Service sector

PMI shows Russia’s services sector rose in February, no mention of Ukraine By Reuters

© Reuters. FILE PHOTO: A wellhead and drilling rig at the Yarakta oilfield, owned by Irkutsk Oil Company (INK), in Irkutsk region, Russia March 11, 2019. REUTERS/Vasily Fedosenko/File Photo

(Reuters) – Business activity in Russia’s services sector returned to growth in February as inflationary pressures eased and business confidence rose to its highest level in five months, the index showed on Thursday. Markit of Purchasing Managers (PMI).

The precise dates of the investigation, which made no mention of Russia’s invasion of Ukraine, were unclear.

Moscow describes its action in Ukraine, which began on February 24, as a “special military operation”. The invasion triggered severe economic sanctions against Moscow and the Russian central bank.

The overall Markit index reading rose to 52.1 in February from 49.8 in January, back above the 50 mark that separates expansion from contraction for the first time since September.

Employment fell in the sector for the third month and at the fastest rate since the end of 2020, according to the monthly survey.

But business expectations improved as companies planned to increase investment and hoped customer demand would rise.

“Although aggregate demand remained historically weak, businesses were buoyed by efforts to invest in new product lines as business confidence hit its highest level since last September,” said economist Sian Jones. senior at IHS Markit, which compiles the survey.

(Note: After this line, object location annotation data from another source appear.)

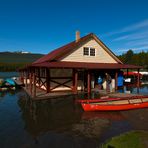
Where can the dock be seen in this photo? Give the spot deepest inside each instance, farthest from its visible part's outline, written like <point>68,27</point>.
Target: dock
<point>43,95</point>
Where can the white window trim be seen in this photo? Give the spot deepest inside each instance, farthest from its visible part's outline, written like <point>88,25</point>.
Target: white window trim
<point>89,51</point>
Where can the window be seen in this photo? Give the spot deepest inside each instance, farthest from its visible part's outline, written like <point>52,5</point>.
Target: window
<point>88,51</point>
<point>92,51</point>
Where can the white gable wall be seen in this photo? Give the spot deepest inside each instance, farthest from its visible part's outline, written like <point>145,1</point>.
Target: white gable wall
<point>101,55</point>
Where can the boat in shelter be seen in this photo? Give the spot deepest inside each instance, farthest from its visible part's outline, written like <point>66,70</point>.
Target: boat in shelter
<point>116,104</point>
<point>75,67</point>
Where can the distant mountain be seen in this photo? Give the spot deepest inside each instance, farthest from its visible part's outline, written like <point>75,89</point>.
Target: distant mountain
<point>18,57</point>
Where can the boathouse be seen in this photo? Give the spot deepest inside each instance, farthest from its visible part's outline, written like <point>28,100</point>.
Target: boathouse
<point>75,67</point>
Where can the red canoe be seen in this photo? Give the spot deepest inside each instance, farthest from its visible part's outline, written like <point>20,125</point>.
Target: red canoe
<point>116,105</point>
<point>103,99</point>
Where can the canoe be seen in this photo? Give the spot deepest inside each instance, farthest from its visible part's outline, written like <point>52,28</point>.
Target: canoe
<point>102,99</point>
<point>10,82</point>
<point>96,100</point>
<point>116,105</point>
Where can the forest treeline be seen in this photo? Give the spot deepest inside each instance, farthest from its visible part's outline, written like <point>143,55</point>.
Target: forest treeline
<point>14,61</point>
<point>140,59</point>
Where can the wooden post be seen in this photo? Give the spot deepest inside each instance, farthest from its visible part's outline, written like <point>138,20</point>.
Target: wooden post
<point>88,82</point>
<point>30,82</point>
<point>47,80</point>
<point>75,80</point>
<point>127,73</point>
<point>138,79</point>
<point>39,77</point>
<point>34,85</point>
<point>116,81</point>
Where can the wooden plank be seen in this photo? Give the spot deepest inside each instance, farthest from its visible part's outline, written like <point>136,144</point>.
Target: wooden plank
<point>88,82</point>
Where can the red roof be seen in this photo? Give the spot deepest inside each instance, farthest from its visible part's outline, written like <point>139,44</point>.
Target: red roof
<point>85,65</point>
<point>58,53</point>
<point>132,73</point>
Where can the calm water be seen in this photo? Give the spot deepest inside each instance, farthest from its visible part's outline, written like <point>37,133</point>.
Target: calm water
<point>61,122</point>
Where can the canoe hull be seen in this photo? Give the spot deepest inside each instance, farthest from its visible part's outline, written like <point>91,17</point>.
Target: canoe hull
<point>96,107</point>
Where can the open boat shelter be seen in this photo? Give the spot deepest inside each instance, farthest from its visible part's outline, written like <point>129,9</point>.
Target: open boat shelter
<point>75,67</point>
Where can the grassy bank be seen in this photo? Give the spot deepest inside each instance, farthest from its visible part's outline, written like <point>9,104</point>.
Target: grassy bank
<point>134,139</point>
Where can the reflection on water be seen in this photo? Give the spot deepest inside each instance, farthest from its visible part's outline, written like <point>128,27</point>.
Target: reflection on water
<point>133,89</point>
<point>59,122</point>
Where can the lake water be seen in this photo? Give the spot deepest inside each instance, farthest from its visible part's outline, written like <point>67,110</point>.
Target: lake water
<point>61,122</point>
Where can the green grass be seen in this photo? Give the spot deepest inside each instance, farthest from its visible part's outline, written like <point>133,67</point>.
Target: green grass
<point>134,139</point>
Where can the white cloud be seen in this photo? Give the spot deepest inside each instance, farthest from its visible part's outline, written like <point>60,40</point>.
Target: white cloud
<point>133,36</point>
<point>137,26</point>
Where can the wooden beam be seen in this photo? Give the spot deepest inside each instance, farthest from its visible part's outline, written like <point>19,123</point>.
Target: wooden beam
<point>75,81</point>
<point>88,82</point>
<point>26,77</point>
<point>34,85</point>
<point>47,80</point>
<point>30,80</point>
<point>138,79</point>
<point>61,84</point>
<point>39,77</point>
<point>116,81</point>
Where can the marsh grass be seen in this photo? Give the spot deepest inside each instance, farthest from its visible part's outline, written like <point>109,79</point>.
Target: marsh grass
<point>133,139</point>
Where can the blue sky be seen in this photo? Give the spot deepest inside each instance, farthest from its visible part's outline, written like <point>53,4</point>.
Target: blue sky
<point>40,26</point>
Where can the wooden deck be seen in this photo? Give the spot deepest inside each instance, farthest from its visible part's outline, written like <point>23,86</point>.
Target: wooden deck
<point>42,95</point>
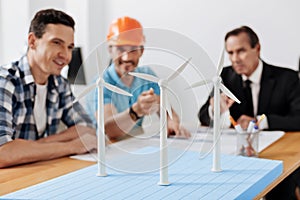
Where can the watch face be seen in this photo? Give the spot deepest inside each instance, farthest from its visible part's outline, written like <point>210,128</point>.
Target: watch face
<point>133,117</point>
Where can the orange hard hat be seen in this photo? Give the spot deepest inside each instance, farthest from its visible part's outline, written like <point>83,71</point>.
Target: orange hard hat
<point>126,31</point>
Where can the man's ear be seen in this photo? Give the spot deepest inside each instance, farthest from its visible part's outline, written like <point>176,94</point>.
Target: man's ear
<point>31,40</point>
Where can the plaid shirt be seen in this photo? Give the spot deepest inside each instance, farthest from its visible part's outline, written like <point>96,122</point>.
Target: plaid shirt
<point>17,94</point>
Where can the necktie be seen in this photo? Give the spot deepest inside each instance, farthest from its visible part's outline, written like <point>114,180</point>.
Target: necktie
<point>248,98</point>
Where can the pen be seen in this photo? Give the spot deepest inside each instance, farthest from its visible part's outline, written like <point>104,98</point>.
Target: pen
<point>250,126</point>
<point>237,127</point>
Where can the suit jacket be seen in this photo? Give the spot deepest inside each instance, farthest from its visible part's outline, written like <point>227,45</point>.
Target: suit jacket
<point>279,97</point>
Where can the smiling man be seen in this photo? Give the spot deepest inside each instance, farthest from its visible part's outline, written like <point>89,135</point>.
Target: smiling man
<point>34,98</point>
<point>124,114</point>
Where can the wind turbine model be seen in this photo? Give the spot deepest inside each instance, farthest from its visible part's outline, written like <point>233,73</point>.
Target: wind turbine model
<point>164,106</point>
<point>100,83</point>
<point>216,130</point>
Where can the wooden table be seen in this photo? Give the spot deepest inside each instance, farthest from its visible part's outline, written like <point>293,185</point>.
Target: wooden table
<point>286,149</point>
<point>12,179</point>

“Although private sector companies have been very optimistic about the outlook, the imposed sanctions are expected to hamper the growth potential of the Russian economy.”

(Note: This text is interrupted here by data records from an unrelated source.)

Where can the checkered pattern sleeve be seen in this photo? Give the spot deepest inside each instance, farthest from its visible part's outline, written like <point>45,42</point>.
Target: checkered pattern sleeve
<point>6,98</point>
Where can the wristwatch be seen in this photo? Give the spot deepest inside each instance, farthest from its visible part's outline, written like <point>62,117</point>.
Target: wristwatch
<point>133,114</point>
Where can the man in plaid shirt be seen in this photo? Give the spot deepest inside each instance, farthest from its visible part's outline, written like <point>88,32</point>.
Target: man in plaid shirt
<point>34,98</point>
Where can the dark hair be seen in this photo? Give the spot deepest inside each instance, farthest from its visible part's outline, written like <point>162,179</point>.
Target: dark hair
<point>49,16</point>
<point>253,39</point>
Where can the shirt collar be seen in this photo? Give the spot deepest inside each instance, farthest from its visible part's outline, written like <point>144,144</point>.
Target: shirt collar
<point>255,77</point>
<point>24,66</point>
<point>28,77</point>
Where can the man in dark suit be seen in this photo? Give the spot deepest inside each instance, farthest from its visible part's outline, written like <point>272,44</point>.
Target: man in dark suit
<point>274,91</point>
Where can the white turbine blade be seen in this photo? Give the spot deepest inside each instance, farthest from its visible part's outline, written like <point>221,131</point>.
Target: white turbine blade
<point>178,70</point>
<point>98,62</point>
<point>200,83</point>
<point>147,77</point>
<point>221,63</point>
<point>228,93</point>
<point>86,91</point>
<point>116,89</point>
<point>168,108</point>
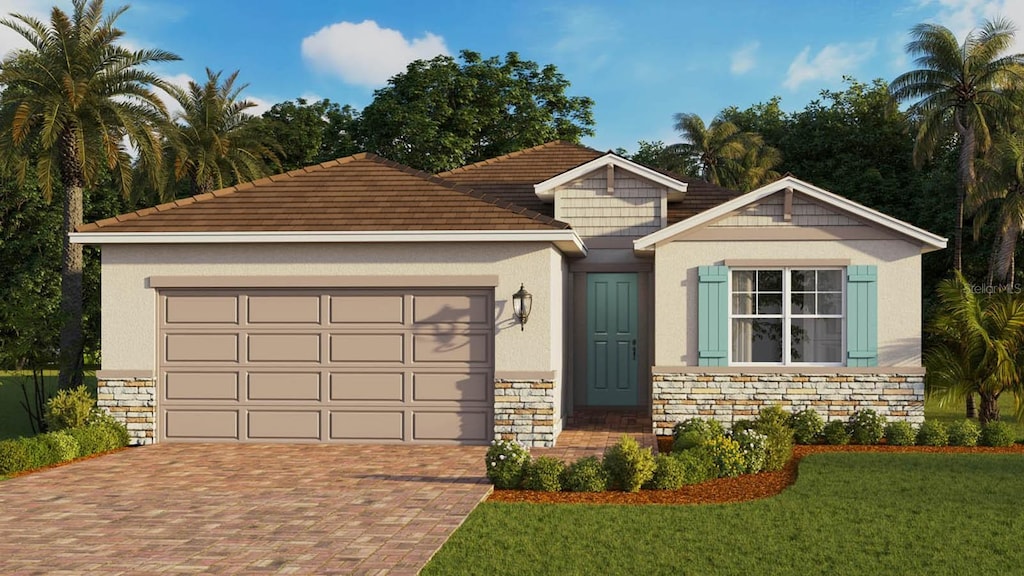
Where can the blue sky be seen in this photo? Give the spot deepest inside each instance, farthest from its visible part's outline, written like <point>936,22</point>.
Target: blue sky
<point>641,62</point>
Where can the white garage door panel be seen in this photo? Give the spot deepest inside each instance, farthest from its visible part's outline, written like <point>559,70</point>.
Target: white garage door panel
<point>337,365</point>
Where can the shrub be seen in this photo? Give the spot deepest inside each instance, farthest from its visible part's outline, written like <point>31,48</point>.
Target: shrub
<point>900,433</point>
<point>586,475</point>
<point>997,434</point>
<point>964,433</point>
<point>724,456</point>
<point>506,461</point>
<point>61,446</point>
<point>866,426</point>
<point>694,433</point>
<point>835,434</point>
<point>69,409</point>
<point>544,474</point>
<point>753,446</point>
<point>670,472</point>
<point>629,466</point>
<point>807,425</point>
<point>932,433</point>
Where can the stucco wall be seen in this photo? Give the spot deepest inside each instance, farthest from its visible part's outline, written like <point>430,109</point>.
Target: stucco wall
<point>129,332</point>
<point>899,290</point>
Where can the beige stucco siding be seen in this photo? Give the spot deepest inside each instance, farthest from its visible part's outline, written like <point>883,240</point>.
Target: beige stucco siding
<point>129,333</point>
<point>899,290</point>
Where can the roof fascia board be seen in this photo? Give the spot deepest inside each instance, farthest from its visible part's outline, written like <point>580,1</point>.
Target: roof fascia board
<point>567,240</point>
<point>546,190</point>
<point>929,241</point>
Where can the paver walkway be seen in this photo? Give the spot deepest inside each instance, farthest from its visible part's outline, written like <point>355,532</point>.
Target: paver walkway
<point>179,508</point>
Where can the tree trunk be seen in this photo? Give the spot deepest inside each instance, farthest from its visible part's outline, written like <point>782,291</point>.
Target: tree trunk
<point>72,336</point>
<point>989,408</point>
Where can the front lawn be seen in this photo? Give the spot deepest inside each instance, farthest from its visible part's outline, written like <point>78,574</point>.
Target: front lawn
<point>847,513</point>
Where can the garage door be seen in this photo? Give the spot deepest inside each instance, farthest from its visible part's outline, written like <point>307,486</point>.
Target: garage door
<point>326,366</point>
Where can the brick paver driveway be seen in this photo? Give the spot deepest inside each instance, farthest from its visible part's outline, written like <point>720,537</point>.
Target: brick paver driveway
<point>241,508</point>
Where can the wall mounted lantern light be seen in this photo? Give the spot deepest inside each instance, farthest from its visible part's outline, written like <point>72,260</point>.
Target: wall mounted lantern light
<point>522,302</point>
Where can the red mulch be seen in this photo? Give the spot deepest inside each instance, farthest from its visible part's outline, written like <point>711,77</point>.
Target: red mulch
<point>723,490</point>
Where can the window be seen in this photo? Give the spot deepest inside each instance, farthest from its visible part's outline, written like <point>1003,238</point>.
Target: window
<point>786,316</point>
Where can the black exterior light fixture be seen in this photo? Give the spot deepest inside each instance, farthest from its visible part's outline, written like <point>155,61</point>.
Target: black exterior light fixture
<point>522,302</point>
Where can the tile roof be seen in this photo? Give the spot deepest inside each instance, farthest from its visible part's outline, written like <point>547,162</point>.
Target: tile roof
<point>358,193</point>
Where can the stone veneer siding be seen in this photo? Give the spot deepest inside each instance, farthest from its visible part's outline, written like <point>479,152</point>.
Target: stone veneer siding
<point>524,411</point>
<point>836,396</point>
<point>133,402</point>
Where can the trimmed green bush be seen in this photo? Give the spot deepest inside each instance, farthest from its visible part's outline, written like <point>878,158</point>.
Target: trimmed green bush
<point>835,434</point>
<point>506,461</point>
<point>807,425</point>
<point>900,433</point>
<point>866,426</point>
<point>964,433</point>
<point>724,455</point>
<point>61,446</point>
<point>753,446</point>
<point>997,434</point>
<point>629,466</point>
<point>694,433</point>
<point>70,409</point>
<point>544,474</point>
<point>932,433</point>
<point>586,475</point>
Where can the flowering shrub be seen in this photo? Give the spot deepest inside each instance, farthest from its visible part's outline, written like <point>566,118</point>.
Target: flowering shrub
<point>807,425</point>
<point>544,474</point>
<point>932,433</point>
<point>506,461</point>
<point>586,475</point>
<point>694,433</point>
<point>997,434</point>
<point>629,466</point>
<point>900,434</point>
<point>964,433</point>
<point>753,447</point>
<point>866,426</point>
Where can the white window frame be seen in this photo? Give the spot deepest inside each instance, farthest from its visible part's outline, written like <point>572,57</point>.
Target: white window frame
<point>787,315</point>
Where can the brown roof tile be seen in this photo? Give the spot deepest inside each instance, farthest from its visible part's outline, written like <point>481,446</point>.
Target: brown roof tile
<point>358,193</point>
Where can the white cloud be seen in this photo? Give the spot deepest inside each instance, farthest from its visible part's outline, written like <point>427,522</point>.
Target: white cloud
<point>743,59</point>
<point>964,15</point>
<point>365,53</point>
<point>830,64</point>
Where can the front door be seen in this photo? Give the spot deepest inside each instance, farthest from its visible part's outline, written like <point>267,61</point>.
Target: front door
<point>611,339</point>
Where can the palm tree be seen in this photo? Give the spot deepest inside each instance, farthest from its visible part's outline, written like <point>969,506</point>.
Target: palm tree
<point>980,347</point>
<point>209,145</point>
<point>999,194</point>
<point>70,103</point>
<point>724,155</point>
<point>962,91</point>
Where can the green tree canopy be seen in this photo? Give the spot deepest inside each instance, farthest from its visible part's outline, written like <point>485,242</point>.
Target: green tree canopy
<point>441,114</point>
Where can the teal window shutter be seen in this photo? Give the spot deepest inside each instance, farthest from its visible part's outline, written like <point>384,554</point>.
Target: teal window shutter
<point>862,316</point>
<point>713,316</point>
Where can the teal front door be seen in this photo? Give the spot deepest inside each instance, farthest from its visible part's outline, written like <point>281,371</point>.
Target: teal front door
<point>611,339</point>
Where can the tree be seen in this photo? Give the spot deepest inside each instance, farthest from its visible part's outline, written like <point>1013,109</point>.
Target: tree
<point>70,103</point>
<point>960,90</point>
<point>980,347</point>
<point>441,114</point>
<point>724,155</point>
<point>209,146</point>
<point>304,133</point>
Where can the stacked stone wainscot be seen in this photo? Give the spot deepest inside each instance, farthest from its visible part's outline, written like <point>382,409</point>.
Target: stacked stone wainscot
<point>729,397</point>
<point>524,411</point>
<point>133,402</point>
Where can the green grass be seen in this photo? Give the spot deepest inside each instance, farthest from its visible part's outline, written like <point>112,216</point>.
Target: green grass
<point>13,420</point>
<point>848,513</point>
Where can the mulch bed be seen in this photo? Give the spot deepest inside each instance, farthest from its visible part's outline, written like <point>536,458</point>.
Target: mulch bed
<point>724,490</point>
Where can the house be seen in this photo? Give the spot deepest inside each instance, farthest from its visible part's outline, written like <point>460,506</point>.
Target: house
<point>360,300</point>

Western countries have now imposed a wide range of harsh economic and financial sanctions on Russia after its invasion of Ukraine, sending the ruble to record highs and paving the way for a drop in living standards.

A sister survey earlier this week showed Russian manufacturing activity shrank in February as new orders fell for the first time in six months as businesses felt the impact of the COVID-19 pandemic.